Im Rahmen des Entlastungspakets 27 des Bundes zur Dämpfung des Wachstums der Bundesausgaben schlägt der Bundesrat auch eine Neuregelung der Besteuerung von Kapitalbezügen aus zweiter und dritter Säule vor. Damit sollen Mehreinnahmen von rund 200 Millionen Franken generiert werden. Dieser Vorschlag hat eine lebhafte Debatte ausgelöst. Gehören zusätzliche Einnahmen in ein Sparprogramm? Werden die Regeln zur Besteuerung der Gelder aus den Pensionskassen während des Spiels geändert? Widerspricht dieses Vorgehen Treu und Glauben? Werden eigenverantwortlich handelnde Sparer geschröpft?

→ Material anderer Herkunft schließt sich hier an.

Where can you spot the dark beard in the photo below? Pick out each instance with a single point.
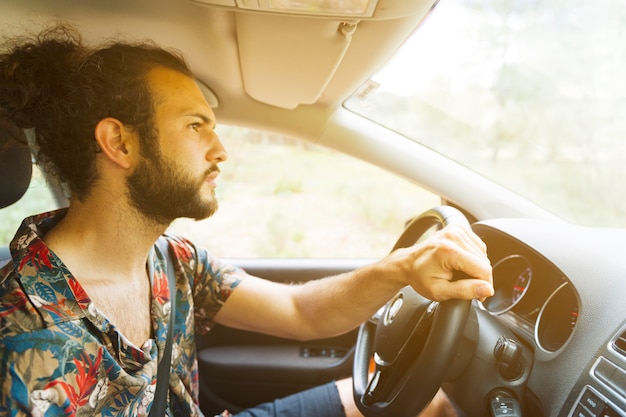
(163, 193)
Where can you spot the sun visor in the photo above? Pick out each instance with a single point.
(293, 65)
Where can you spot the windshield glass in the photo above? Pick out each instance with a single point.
(528, 93)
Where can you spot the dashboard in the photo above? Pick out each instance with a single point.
(560, 294)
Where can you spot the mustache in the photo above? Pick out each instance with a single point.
(211, 170)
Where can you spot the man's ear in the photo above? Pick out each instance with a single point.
(115, 141)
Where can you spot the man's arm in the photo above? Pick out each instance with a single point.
(331, 306)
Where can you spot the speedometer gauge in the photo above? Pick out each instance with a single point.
(521, 284)
(512, 277)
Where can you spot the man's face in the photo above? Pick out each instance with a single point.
(177, 179)
(163, 191)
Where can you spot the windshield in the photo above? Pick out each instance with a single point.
(528, 93)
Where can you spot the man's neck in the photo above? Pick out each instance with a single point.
(104, 239)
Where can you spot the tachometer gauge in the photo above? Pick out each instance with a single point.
(512, 277)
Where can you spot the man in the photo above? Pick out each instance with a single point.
(83, 306)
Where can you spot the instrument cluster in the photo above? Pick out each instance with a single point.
(532, 295)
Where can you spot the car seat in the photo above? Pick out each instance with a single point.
(16, 170)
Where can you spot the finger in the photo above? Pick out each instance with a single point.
(463, 289)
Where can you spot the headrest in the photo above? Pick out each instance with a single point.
(16, 166)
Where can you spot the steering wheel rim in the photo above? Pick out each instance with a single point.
(402, 384)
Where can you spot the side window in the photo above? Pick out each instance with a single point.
(279, 197)
(37, 199)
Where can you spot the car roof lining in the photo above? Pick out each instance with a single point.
(253, 77)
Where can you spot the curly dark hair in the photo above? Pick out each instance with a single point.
(54, 84)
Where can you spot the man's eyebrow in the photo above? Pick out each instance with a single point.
(203, 117)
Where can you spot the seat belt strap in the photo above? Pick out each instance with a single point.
(159, 405)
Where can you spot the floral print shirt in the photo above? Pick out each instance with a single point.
(60, 356)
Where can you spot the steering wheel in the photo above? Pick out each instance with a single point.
(413, 340)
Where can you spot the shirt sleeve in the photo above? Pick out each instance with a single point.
(212, 281)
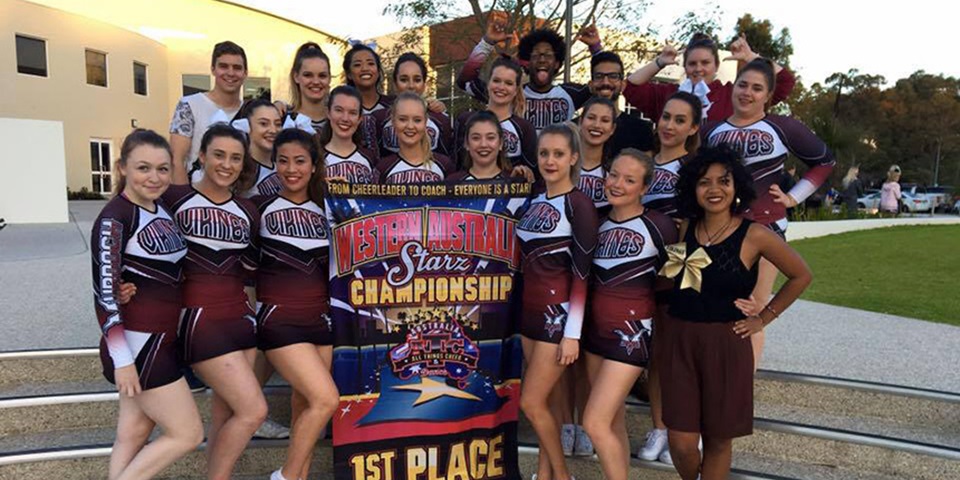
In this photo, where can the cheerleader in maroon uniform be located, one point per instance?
(619, 331)
(343, 157)
(293, 322)
(505, 100)
(557, 234)
(678, 137)
(410, 75)
(134, 240)
(217, 326)
(415, 162)
(764, 142)
(484, 157)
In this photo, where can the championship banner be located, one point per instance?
(427, 360)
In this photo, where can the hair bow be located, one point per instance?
(700, 90)
(691, 266)
(302, 122)
(221, 117)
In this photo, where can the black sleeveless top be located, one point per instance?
(724, 280)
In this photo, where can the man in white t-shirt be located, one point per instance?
(192, 115)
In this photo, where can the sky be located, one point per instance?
(828, 35)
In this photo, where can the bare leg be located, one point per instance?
(173, 409)
(301, 365)
(543, 372)
(234, 384)
(604, 415)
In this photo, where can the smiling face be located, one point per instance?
(555, 159)
(264, 125)
(676, 124)
(363, 70)
(410, 78)
(148, 173)
(543, 65)
(222, 161)
(607, 80)
(503, 86)
(715, 189)
(624, 184)
(410, 122)
(313, 79)
(483, 144)
(597, 125)
(294, 167)
(750, 94)
(229, 73)
(344, 116)
(700, 65)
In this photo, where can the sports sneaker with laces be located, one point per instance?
(568, 437)
(582, 446)
(271, 429)
(655, 444)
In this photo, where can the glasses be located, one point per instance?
(613, 76)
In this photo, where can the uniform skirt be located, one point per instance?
(706, 378)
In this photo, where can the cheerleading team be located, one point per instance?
(764, 142)
(557, 234)
(217, 335)
(707, 354)
(135, 240)
(293, 321)
(619, 330)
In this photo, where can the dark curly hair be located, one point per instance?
(540, 35)
(693, 170)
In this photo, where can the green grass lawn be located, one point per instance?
(909, 271)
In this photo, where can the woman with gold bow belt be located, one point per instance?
(707, 361)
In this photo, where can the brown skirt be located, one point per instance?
(706, 376)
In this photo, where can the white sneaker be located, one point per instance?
(583, 447)
(568, 437)
(271, 429)
(655, 444)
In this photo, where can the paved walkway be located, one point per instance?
(46, 299)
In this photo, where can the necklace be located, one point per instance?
(711, 238)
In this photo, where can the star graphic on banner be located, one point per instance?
(432, 389)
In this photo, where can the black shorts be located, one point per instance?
(282, 325)
(211, 331)
(155, 356)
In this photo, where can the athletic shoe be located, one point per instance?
(272, 430)
(583, 446)
(655, 444)
(568, 437)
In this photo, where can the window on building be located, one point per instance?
(139, 78)
(31, 56)
(256, 87)
(195, 84)
(100, 166)
(96, 68)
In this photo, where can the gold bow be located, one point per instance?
(676, 261)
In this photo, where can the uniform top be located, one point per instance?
(358, 167)
(557, 239)
(651, 97)
(556, 105)
(438, 129)
(629, 254)
(662, 193)
(136, 245)
(723, 281)
(219, 244)
(292, 250)
(191, 118)
(764, 146)
(395, 169)
(519, 140)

Das Parlament ist gut beraten, wenn es sich vor einem Entscheid zur Besteuerung von Kapitalbezügen aus der beruflichen Vorsorge und der Selbstvorsorge vorgängig und zuerst grundsätzlich im Klaren darüber ist, wie das geltende Drei-Säulen-Konzept überhaupt funktioniert.

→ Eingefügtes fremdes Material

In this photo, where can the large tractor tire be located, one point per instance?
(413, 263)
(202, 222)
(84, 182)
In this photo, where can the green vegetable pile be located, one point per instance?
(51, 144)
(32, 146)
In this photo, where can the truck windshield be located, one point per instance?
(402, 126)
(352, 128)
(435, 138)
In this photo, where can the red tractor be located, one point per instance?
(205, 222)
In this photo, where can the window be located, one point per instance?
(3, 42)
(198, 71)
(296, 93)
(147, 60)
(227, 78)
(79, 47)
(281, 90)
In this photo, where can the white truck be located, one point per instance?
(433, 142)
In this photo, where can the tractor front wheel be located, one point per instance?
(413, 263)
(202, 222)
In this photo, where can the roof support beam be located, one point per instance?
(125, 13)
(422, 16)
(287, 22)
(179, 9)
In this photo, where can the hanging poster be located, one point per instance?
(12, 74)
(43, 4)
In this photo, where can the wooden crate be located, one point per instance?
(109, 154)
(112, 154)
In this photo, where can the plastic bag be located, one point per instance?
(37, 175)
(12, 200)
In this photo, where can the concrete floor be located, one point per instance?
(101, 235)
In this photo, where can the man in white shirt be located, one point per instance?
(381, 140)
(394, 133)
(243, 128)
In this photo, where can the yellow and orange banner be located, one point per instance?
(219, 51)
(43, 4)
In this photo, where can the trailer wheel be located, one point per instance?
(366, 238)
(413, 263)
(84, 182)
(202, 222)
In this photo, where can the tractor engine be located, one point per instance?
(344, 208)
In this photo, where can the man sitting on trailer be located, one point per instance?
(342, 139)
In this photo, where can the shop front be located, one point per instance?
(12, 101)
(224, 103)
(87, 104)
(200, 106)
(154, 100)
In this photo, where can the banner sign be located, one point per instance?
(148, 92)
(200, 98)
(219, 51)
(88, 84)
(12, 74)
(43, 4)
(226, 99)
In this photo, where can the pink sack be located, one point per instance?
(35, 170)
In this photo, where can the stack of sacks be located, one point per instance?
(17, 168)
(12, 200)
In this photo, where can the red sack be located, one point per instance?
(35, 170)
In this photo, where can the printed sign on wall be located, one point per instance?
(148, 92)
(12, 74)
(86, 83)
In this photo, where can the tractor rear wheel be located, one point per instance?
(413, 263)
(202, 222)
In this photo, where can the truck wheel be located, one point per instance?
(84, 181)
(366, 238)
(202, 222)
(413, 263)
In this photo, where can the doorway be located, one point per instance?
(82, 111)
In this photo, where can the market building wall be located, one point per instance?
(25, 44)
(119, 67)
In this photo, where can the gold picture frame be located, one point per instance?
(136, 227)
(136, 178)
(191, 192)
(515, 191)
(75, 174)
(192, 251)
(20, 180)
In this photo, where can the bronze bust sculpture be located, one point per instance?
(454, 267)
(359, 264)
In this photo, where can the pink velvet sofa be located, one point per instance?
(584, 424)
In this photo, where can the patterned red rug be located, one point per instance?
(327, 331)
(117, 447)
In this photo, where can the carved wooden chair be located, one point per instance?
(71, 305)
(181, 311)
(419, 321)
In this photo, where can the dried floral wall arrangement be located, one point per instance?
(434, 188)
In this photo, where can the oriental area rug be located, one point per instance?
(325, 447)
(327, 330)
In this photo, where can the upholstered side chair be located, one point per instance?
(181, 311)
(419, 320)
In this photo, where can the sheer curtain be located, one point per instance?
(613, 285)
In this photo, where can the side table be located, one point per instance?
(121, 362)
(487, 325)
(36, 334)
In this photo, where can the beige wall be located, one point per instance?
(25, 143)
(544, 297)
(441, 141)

Bund fördert Selbstvorsorge über steuerliche Massnahmen
Artikel 111 bis 113 der Bundesverfassung (BV), wie sie 1972 vom Souverän beschlossen wurden, sprechen Klartext. Daran sollten sich Bundesrat und Parlament halten. AHV und BVG, berufliche Vorsorge, sollen «angemessene Renten» produzieren und zusammen mindestens 60 Prozent des letzten Lohnes als Altersrente garantieren. Heute entspricht dies einem versicherten Lohn von 90 720 Franken und einer Rente von 54 432 Franken. Dies garantiert im Minimum das Obligatorium des BVG und die AHV. Höhere Löhne werden im Überobligatorium versichert. Neben der ersten (AHV) und der zweiten (BVG) Säule fördert der Bund die Selbstvorsorge namentlich über steuerliche Massnahmen.

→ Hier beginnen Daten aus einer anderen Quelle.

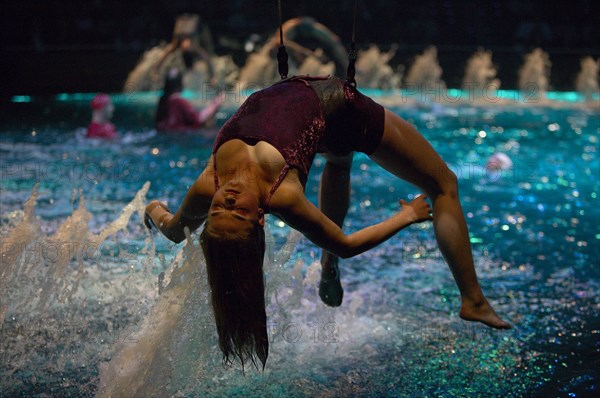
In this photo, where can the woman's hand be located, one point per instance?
(418, 210)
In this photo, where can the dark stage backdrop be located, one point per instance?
(57, 46)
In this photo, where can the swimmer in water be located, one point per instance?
(260, 163)
(175, 113)
(102, 111)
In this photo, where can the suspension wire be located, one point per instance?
(352, 54)
(282, 56)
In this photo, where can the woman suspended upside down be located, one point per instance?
(260, 163)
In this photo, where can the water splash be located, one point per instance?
(480, 75)
(534, 74)
(425, 73)
(373, 70)
(587, 79)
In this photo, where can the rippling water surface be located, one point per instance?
(80, 274)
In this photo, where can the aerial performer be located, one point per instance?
(102, 111)
(259, 165)
(329, 58)
(190, 51)
(174, 113)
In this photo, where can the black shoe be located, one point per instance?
(330, 287)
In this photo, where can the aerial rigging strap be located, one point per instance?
(281, 52)
(352, 54)
(282, 56)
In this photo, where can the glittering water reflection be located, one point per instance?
(534, 231)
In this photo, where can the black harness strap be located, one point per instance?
(281, 52)
(352, 54)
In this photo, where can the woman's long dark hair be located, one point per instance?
(234, 265)
(173, 84)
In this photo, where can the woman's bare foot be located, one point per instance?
(330, 287)
(482, 312)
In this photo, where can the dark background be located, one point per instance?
(58, 46)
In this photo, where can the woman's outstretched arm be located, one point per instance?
(192, 212)
(302, 215)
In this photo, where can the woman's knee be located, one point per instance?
(341, 162)
(444, 183)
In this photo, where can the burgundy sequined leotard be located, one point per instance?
(304, 115)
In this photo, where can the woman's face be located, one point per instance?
(235, 208)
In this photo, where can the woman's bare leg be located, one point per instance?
(405, 153)
(334, 199)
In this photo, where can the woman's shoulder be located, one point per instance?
(287, 194)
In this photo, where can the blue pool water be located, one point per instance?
(80, 285)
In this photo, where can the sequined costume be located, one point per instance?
(304, 115)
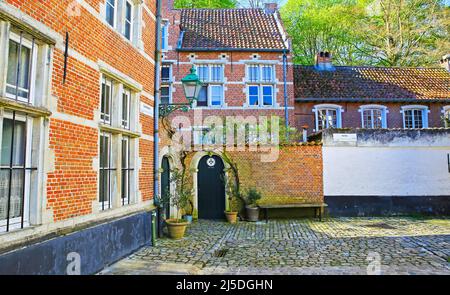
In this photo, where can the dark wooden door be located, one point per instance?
(165, 183)
(211, 188)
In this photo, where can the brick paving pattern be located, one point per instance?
(299, 246)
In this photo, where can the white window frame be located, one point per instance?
(169, 86)
(107, 118)
(210, 84)
(15, 223)
(125, 21)
(126, 124)
(107, 204)
(114, 7)
(33, 60)
(372, 107)
(261, 95)
(446, 114)
(422, 108)
(339, 110)
(210, 96)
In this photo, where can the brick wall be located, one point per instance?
(72, 179)
(351, 117)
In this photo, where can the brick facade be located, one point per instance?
(68, 156)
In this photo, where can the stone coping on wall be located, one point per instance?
(427, 137)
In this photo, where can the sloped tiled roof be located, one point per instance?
(371, 83)
(233, 29)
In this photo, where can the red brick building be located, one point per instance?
(76, 117)
(370, 97)
(243, 59)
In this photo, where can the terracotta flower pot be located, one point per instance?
(231, 216)
(176, 228)
(252, 213)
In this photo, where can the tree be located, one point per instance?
(369, 32)
(405, 32)
(327, 25)
(205, 3)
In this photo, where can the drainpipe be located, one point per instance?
(286, 107)
(156, 105)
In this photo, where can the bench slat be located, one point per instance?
(303, 205)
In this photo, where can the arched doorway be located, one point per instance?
(165, 183)
(211, 188)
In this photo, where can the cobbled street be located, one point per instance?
(300, 246)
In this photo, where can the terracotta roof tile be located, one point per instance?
(366, 83)
(230, 29)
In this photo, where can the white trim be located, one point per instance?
(422, 108)
(339, 110)
(446, 110)
(382, 108)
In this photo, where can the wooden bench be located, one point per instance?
(318, 208)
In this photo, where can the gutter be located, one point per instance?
(228, 49)
(157, 95)
(372, 100)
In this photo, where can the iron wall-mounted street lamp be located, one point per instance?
(191, 86)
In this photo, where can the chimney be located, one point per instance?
(167, 5)
(270, 8)
(445, 62)
(323, 61)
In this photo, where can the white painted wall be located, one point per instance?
(386, 163)
(386, 171)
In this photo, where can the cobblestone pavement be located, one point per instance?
(300, 246)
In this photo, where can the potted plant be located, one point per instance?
(189, 210)
(232, 195)
(179, 199)
(251, 199)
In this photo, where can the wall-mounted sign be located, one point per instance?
(146, 109)
(211, 162)
(345, 137)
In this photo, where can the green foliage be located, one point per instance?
(369, 32)
(205, 3)
(252, 196)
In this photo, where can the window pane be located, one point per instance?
(19, 143)
(110, 6)
(267, 95)
(216, 73)
(253, 73)
(267, 74)
(165, 95)
(125, 165)
(203, 73)
(106, 101)
(408, 119)
(253, 95)
(216, 95)
(126, 95)
(203, 97)
(165, 73)
(418, 123)
(25, 64)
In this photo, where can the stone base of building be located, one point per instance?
(88, 250)
(387, 206)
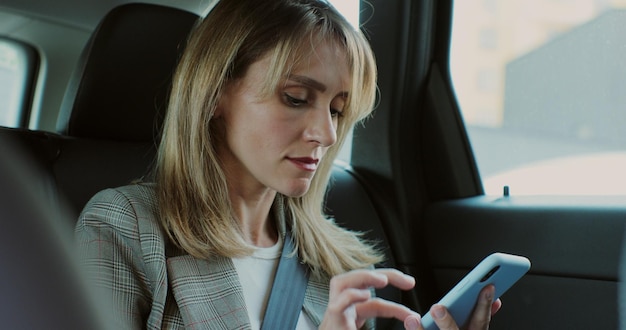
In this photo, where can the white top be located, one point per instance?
(256, 274)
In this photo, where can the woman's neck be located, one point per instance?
(255, 218)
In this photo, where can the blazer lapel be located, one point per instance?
(208, 293)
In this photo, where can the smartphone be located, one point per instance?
(500, 269)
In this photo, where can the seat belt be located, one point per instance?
(287, 295)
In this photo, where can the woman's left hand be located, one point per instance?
(351, 303)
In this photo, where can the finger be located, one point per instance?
(397, 278)
(442, 318)
(377, 307)
(482, 312)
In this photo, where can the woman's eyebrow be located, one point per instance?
(308, 82)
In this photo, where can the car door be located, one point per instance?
(420, 169)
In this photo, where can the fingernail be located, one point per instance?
(439, 312)
(411, 323)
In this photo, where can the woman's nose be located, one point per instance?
(321, 128)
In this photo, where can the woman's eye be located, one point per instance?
(294, 101)
(336, 113)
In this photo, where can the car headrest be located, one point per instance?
(120, 86)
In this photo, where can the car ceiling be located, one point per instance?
(81, 13)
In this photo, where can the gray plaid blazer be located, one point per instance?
(152, 284)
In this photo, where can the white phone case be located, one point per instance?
(500, 269)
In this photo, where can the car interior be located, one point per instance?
(411, 183)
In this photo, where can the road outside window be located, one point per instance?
(542, 89)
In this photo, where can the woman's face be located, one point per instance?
(277, 142)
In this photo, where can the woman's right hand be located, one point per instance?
(351, 303)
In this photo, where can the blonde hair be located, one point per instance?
(191, 186)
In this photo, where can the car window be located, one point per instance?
(17, 70)
(542, 89)
(350, 9)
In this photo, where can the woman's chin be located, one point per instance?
(296, 189)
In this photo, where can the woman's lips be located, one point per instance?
(305, 163)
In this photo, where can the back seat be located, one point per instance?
(109, 121)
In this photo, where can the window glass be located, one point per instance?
(16, 76)
(542, 88)
(350, 9)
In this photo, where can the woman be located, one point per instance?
(261, 102)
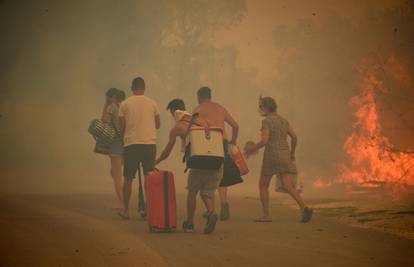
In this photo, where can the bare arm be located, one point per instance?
(293, 142)
(157, 121)
(121, 121)
(234, 126)
(106, 117)
(259, 145)
(168, 148)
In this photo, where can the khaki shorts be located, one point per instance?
(204, 181)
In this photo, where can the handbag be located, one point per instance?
(104, 132)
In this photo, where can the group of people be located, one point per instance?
(137, 119)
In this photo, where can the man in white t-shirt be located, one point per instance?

AHV- und BVG-Beiträge können steuerlich abgezogen werden. Folglich, so steht es bereits in der Botschaft von 1975 zum BVG, werden auch AHV- und BVG-Renten gleich besteuert. Damit werden die Steuerausfälle beim Abzug kompensiert. Auch die Selbstvorsorge soll steuerlich gleich behandelt werden.
AHV und BVG-Obligatorium zwingen die Arbeitnehmer und die Arbeitgeber zum Sparen mit dem Ziel, eine angemessene Rente zu erzielen. Das macht sie in diesem Bereich zu Sozialversicherungen. Die Leistungen sollen als Rente bezogen werden. So steht es in Artikel 37 BVG. Eine Kapitalabfindung kann im Reglement vorgesehen werden. So lautete der ursprüngliche Artikel.
Gesetzgeber hat «Kann-Formel» über Gebühr erweitert
Diese ursprüngliche «Kann-Formel» weist darauf hin, dass es neben dem Obligatorium auch ein Überobligatorium gibt. Dass also auch höhere Löhne im BVG versichert werden können. Wer also über das Obligatorium hinaus Gelder angespart hat, soll auch darüber frei verfügen können, ob er diese in Renten- oder Kapitalform beziehen möchte. Das war der Gedanke der BVG-Väter. Der Zweck der Altersvorsorge, «ausreichende» Renten zu garantieren, muss in der «Schattenrechnung» nachgewiesen werden. Vorsorgeeinrichtungen, die ihre Versicherten über das Obligatorium hinaus versichern, sind deshalb verpflichtet, in der Buchhaltung genau festzuhalten, dass das BVG-Minimum stets abgedeckt ist. Damit wird die BVG-Rente gesichert.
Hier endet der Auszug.